The prediction was right. The payout was not. When a US-Israeli airstrike killed Iranian Supreme Leader Ayatollah Ali Khamenei on Saturday, prediction market platform Kalshi did what few traders saw coming—it voided every bet.
Kalshi had listed a contract asking whether Iranian Supreme Leader Ayatollah Ali Khamenei would be removed from power. But this got voided after a US-Israeli airstrike killed him on Saturday, igniting fierce backlash from thousands of traders who had wagered a combined $54 million on the outcome.
The platform had promoted the contract across social media for days before the strike. When the crucial moment arrived, Kalshi cited a hidden clause in the contract’s terms, stating that removal by death was not a valid resolution.
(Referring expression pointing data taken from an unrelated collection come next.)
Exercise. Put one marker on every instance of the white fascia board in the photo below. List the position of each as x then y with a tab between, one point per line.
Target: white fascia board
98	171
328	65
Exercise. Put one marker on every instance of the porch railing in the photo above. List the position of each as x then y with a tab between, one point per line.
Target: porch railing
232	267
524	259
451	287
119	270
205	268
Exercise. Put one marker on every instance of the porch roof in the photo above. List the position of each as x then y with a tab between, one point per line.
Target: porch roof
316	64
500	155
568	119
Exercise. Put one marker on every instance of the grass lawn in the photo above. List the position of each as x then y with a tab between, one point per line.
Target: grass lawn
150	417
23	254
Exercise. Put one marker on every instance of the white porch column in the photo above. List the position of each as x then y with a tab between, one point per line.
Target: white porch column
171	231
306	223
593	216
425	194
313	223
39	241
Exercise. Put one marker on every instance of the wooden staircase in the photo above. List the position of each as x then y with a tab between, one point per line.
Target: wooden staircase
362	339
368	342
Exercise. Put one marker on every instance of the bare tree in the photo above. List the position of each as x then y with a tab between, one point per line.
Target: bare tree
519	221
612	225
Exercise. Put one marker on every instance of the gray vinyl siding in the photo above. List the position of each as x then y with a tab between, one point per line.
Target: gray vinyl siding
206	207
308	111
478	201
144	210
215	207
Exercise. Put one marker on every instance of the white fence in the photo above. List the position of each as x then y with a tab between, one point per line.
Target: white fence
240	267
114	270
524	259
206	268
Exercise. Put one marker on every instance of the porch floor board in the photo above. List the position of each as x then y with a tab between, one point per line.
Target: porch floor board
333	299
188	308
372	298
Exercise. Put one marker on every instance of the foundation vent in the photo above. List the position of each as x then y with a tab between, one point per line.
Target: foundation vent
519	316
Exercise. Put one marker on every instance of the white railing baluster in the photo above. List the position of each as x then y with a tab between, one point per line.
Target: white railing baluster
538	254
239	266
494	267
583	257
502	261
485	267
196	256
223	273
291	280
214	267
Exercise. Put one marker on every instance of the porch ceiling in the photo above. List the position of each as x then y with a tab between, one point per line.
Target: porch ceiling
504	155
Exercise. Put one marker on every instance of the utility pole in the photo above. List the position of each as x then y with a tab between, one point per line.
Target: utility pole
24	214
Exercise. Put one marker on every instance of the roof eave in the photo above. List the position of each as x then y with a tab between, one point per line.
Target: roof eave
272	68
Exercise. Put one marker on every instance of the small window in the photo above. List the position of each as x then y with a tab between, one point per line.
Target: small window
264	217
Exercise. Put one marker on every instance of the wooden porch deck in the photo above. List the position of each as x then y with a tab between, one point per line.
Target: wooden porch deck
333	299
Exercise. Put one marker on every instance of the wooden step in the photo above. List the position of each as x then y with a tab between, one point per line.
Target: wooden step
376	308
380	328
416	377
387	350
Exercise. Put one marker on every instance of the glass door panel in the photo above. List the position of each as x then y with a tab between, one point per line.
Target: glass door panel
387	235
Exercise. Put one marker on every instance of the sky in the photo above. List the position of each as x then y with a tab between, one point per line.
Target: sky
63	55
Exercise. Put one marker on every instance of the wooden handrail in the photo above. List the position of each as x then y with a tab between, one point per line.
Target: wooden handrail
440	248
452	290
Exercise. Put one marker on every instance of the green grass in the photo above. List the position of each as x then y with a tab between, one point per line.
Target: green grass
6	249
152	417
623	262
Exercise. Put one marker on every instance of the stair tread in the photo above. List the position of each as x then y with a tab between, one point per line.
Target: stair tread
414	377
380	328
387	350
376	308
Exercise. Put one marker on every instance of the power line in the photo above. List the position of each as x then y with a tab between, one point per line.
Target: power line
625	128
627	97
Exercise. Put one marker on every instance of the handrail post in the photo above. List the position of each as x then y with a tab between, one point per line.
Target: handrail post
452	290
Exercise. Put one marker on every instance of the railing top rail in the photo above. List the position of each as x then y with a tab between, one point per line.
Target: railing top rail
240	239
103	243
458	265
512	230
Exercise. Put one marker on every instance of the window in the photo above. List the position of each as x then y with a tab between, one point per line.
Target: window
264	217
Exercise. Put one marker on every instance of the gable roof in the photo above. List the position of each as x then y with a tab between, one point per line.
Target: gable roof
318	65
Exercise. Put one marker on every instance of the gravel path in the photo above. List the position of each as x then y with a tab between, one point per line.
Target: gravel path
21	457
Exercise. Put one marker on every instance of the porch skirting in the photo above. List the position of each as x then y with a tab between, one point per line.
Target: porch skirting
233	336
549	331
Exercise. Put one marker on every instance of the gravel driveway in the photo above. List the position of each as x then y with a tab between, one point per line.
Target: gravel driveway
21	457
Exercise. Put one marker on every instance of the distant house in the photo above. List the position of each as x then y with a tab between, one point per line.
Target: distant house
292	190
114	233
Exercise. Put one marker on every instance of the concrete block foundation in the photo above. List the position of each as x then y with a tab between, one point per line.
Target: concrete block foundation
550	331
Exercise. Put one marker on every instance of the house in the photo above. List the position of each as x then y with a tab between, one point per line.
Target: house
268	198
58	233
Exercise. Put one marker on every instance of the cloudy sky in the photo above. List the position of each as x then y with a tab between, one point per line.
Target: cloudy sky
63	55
The contract would not pay out.
Traders Cry Foul
Anger erupted almost immediately on Kalshi’s Discord server. “Getting rugged on a 100% correct prediction because of a fine-print death carveout is wild,” wrote one trader. Another was more blunt: “What you’re doing is stealing.” Critics argued Kalshi had knowingly listed a market tied to human death, collected tens of millions in trades, and then hid behind compliance language when it came time to settle.
US Senator Chris Murphy called the entire arrangement “It’s insane this is legal.” Amanda Fischer, former Chief of Staff of the U.S. Securities and Exchange Commission, told NPR that prediction markets were actively promoting wagering on events that function as proxies for war and assassination, adding that such markets should not exist at all. Six Democratic senators had already urged the U.S. Commodity Futures Trading Commission (CFTC) in late February to ban death-linked contracts. In the wake of the recent development, the bet on Khamenei made their warning look very valid.
A Darker Pattern Across Crypto
Kalshi’s offshore rival Polymarket saw roughly half a billion dollars traded on contracts tied to when US forces would strike Iran. The crypto world’s relationship with death markets runs deeper still. Assassination market concepts date back to a 1995 essay by cypherpunk Jim Bell. Prediction platform Augur launched in 2018 and hosted such markets almost instantly. In January 2026, an anonymous Polymarket trader collected $400,000 on a suspiciously well-timed bet on the removal of former Venezuelan President Nicolás Maduro from power.